Interesting Seventh Circuit ruling on experts at sentencing

Though today is surely a day for post-election political buzz, the law beat goes on.  And Judge Posner continues his tendency to produce buzz-worthy sentencing opinions for the Seventh Circuit with an opinion today in US v. Anderson, No. 07-3654 (7th Cir. Nov. 6, 2008) (available here). Here is the start and the key paragraph of a short opinion that is long on interesting passages:

The defendant pleaded guilty to committing a bank robbery in 2007. Before sentencing, he moved under 18 U.S.C. § 3006A for the appointment of a mental health expert to evaluate him for diminished mental capacity.  The district judge denied the motion.  The defendant asks us to vacate the sentence and direct the district judge to appoint a mental health expert and upon receiving the report to resentence the defendant....
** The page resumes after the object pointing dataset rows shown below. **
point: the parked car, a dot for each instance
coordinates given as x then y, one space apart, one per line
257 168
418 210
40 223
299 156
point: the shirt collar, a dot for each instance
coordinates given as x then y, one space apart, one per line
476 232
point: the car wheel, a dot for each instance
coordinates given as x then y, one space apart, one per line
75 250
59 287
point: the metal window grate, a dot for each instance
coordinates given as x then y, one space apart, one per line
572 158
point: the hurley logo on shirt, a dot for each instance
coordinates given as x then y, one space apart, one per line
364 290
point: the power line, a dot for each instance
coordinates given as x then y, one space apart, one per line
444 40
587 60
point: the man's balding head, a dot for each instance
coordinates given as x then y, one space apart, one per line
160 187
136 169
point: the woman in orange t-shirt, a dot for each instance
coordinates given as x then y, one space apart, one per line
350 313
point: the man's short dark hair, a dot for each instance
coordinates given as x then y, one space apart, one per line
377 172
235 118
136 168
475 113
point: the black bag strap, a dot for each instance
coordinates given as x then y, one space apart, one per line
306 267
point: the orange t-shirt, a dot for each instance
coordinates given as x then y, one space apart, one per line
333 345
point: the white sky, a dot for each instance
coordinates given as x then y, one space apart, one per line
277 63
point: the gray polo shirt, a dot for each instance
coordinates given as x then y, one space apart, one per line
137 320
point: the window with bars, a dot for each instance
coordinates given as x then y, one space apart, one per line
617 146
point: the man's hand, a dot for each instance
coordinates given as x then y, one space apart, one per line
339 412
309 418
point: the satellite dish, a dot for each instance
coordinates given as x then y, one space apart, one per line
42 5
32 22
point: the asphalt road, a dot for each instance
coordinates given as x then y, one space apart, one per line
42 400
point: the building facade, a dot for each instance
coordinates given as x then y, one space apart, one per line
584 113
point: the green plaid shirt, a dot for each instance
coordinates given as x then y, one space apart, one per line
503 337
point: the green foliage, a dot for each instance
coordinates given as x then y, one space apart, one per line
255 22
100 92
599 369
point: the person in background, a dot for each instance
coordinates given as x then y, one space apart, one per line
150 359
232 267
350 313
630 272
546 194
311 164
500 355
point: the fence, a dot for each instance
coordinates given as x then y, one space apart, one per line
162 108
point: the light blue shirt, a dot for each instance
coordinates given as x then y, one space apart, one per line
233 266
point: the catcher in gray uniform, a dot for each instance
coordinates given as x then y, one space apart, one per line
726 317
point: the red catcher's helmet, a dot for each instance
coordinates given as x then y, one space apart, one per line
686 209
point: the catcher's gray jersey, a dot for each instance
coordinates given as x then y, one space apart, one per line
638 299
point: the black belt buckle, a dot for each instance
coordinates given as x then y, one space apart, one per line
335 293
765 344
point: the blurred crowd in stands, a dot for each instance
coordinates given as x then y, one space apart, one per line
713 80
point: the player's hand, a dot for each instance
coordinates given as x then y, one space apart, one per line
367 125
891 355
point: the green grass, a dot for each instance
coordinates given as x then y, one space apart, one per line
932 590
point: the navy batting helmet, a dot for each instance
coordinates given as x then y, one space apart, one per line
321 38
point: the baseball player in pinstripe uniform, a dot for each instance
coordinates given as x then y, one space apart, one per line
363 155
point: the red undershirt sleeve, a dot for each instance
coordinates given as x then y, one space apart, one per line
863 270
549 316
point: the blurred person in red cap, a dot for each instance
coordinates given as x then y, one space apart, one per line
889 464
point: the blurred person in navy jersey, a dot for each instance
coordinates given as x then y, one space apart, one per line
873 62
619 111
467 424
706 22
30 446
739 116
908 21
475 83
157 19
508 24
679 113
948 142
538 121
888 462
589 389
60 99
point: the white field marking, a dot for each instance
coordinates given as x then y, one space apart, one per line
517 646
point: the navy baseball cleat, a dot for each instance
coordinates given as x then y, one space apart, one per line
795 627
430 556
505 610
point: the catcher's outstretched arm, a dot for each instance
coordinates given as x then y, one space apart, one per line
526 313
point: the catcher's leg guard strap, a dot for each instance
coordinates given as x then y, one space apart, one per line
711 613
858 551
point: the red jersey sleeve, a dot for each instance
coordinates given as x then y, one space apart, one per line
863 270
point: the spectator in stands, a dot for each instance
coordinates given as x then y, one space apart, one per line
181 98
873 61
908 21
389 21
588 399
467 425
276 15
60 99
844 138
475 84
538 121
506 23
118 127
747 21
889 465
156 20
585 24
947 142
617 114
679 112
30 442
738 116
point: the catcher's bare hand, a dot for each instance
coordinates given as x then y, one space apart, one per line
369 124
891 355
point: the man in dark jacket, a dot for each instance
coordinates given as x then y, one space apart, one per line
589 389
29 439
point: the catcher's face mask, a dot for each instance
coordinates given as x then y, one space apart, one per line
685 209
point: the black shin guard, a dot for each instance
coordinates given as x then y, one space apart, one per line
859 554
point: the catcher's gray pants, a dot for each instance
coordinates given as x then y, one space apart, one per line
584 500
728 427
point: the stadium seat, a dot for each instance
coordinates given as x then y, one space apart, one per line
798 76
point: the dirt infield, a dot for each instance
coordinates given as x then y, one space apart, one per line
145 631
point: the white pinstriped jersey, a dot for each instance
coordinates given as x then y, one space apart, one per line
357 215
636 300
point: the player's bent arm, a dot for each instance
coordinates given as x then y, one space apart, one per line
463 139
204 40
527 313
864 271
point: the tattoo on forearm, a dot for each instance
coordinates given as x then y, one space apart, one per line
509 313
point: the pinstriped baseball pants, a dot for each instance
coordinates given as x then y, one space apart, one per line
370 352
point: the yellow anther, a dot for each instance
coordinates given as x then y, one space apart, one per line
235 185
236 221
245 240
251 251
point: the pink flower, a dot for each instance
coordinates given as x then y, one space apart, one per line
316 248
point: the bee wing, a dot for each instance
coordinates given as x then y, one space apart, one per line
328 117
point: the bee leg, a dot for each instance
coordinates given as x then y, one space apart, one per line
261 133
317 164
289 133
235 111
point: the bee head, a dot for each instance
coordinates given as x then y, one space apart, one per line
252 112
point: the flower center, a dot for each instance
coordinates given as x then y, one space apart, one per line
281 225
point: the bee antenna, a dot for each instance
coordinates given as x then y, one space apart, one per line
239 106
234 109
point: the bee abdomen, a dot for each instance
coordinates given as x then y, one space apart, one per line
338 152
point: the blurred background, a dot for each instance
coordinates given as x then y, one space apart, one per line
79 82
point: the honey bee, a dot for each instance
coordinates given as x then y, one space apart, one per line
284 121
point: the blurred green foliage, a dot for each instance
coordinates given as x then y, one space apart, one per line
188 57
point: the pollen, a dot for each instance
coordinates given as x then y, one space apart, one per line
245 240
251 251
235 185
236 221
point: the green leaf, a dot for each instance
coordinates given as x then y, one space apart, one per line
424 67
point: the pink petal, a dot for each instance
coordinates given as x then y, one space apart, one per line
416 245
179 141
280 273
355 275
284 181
A judge is not required to appoint a mental health expert without a showing that the appointment would have some (not necessarily a great) likelihood of resulting in a reduced sentence.  18 U.S.C. § 3006A(e); United States v. Fazzini, 871 F.2d 635, 637 (7th Cir. 1989);... compare Ake v. Oklahoma, 470 U.S. 68, 86 (1985).  That showing has not been made.